Fitrah Ibu Kembali, Hanya Dengan Islam

SIGAPNEWS.CO.ID - Bagaikan petir di siang bolong. Itulah ungkapan yang tepat untuk menggambarkan berita yang sedang viral di masyarakat. Mungkin rasa tak percaya menggelayuti pemikiran kita saat melihatnya. Sebagaimana fakta yang terjadi di Jambi. Ibu muda telah menjadi pelaku pelecehan terhadap 11 anak, baik laki-laki maupun perempuan. Dalihnya adalah membuka rental alias penyewaan PS. Pelaku juga ternyata memberikan iming-iming bermain gratis kepada para korban, tak lupa juga dengan rayuan-rayuan. (tvone.com, 07/02/2023)
Innalillahi, rasanya tak habis pikir terhadap kelakuan ibu muda tersebut. Pasalnya, biasanya korban pelecehan dari pihak anak-anak ataupun perempuan. Nah, kini ternyata si pelaku sendiri adalah bagian dari kaum hawa. Rasanya di luar nalar, cukup membuat 'spot jantung' kita semua. Dan muncul pertanyaan dalam benak kita, bagaimana dengan nasib generasi jika kelakuan ibu seperti fakta di atas?
Alamiahnya seorang ibu, rasa sayang dan peduli akan sangat tergambar dengan jelas. Bagaimana ia mengandung, melahirkan, menyusui, membesarkan, dan mendidik anak-anak untuk menjadi seseorang yang berguna bagi agama. Tentunya penjagaan terbaik hanya mampu diberikan oleh seorang ibu. Bahkan bertaruh nyawa, pasti akan ia lakukan demi anaknya.
Namun kini ternyata semua hilang dan sirna. Tingkah laku yang muncul jauh dari gambaran penyayang dan pelindung bagi anak-anak. Artinya fitrah yang selama ini dimilikinya, entah pudar ataupun hilang.

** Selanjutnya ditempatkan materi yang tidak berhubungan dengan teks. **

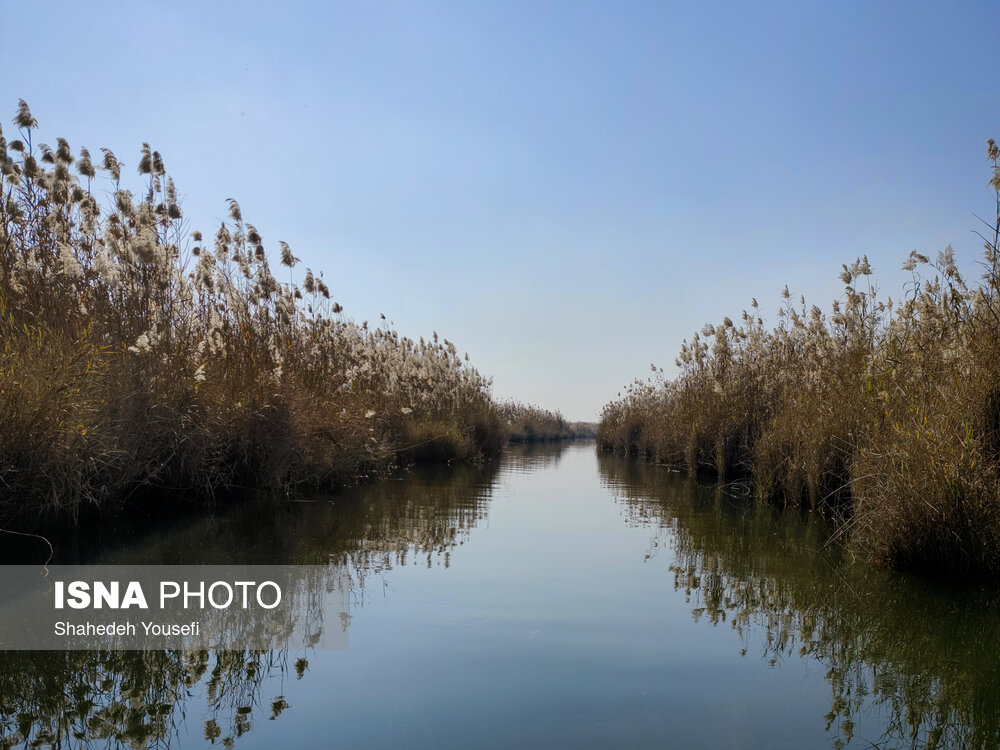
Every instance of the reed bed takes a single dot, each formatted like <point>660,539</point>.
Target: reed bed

Semua itu patut diduga karena imbas sistem yang ditetapkan saat ini. Kapitalis sekuler membuat manusia serasa jauh atau tak mau mengambil aturan yang berasal dari Sang Pencipta. Sekuler ini telah berhasil menjauhkan kaum muslimin dari aturan Allah Swt. Sehingga wajar saja jika perilaku yang muncul akhirnya bersebrangan dengan hukum Islam. Halal haram, terpuji tercela tak lagi mengacu kepada Islam. Begitu pula dengan adanya liberalisme, membuat manusia bebas melakukan aktivitas atau kegiatan yang akan dilakukannya selama di dunia. Orang lain tak boleh turut andil (ikut campur) ataupun menasehati.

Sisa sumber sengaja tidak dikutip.